The health minister took the opportunity to visit with Anne and her son on Aug. 23, where she heard how Alberta Health Services’ Community Paramedic Program is making a positive difference in Anne’s life.
“I can’t say enough about this program,” says John Kuran. “It’s amazing.”
Expanded to Peace River in March, the provincial EMS Mobile Integrated Healthcare (MIH) program is designed to improve access to medical care for seniors, vulnerable and mobility-challenged people who require non-emergency medical attention.

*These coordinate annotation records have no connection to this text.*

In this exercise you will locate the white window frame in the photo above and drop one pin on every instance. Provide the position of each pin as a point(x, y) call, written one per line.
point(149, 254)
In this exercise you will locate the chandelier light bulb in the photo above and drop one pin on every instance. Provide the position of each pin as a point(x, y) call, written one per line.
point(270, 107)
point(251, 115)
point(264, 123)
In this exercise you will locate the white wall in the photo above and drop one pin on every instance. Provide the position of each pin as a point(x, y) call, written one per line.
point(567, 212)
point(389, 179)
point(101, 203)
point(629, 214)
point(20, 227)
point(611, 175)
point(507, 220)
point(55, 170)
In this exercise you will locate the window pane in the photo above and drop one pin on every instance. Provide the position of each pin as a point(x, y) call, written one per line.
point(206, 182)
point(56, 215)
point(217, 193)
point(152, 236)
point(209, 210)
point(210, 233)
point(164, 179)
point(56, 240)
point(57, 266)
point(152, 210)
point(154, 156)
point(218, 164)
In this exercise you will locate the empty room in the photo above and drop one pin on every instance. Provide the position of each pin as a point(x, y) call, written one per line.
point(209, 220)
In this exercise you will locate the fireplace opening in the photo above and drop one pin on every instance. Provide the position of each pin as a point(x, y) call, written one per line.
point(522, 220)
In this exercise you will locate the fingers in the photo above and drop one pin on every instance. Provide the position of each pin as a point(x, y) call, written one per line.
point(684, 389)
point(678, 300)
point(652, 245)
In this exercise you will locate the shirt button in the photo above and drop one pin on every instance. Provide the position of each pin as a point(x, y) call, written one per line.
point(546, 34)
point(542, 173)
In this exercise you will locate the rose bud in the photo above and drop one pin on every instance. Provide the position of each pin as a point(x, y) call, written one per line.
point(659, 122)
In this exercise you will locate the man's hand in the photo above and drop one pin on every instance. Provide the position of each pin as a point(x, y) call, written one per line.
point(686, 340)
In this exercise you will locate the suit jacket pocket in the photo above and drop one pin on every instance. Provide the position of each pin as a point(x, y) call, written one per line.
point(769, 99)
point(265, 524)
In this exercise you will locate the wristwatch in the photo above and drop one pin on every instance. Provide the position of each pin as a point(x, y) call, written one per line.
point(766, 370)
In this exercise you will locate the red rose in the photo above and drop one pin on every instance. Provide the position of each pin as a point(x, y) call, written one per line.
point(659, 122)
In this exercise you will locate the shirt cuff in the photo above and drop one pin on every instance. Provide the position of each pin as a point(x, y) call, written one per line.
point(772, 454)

The program specializes in managing urgent and primary care events — and bringing hospital care into the home.
For two-and-a-half years prior to the program’s launch here, Anne had to go to the Peace River Community Health Centre bi-weekly to receive her medication via IV drip for congestive heart failure.
Getting her to the hospital and having to wait, at times, for hours proved difficult, particularly in the winter months, adds John.
Since April, Anne has been receiving visits every two weeks from Peace River Community Paramedic Tyne Lunn, who administers the medication to Anne right in her home at Points West Living.
“Every two weeks on the Monday morning I have a date with Anne,” says a smiling Lunn, who serves the area within a 50 km radius of Peace River.
Since the end of March, Lunn has supported just under 100 calls in Peace River, working Monday to Friday from 9 a.m. to 5:30 p.m. Recruitment is underway for a second Community Paramedic position in Peace River, with plans to extend the service to operate seven days a week from 7 a.m. to 7 p.m.
The Community Paramedic model helps AHS use resources more appropriately by connecting patients with the right resource, in the right place, based on their individual care needs.
“The really great thing about this is that it is customizable for the patient,” says Lunn. “We have a wonderful hospital system, but sometimes people don’t really need to go to the hospital.”
For patients such as Anne, the service is about much more than just physical health.
“It’s better to stay here (at home),” she says, “It keeps me happy.”
“I think that’s one of the nice things about the Community Paramedic Program, is that they get to build these relationships,” says Minister Hoffman.
Lunn agrees. “You’re not always just rushing into emergencies. You get to take the time. I spend about 30 minutes doing the procedure and then I spend a bit of time visiting with her and giving her some company that day. It’s lovely, it’s a very, very fulfilling role.”
Lunn has gone above and beyond in her role with Anne, taking personal time to visit, give her a manicure and paint her nails after Anne commented how nice Lunn’s nails were.
For John, the program relieves the stress of making sure his mother gets her medication, and also brings the peace of mind of knowing she’s getting the care that she needs in a caring, compassionate way.
“It really is an amazing program,” he says again.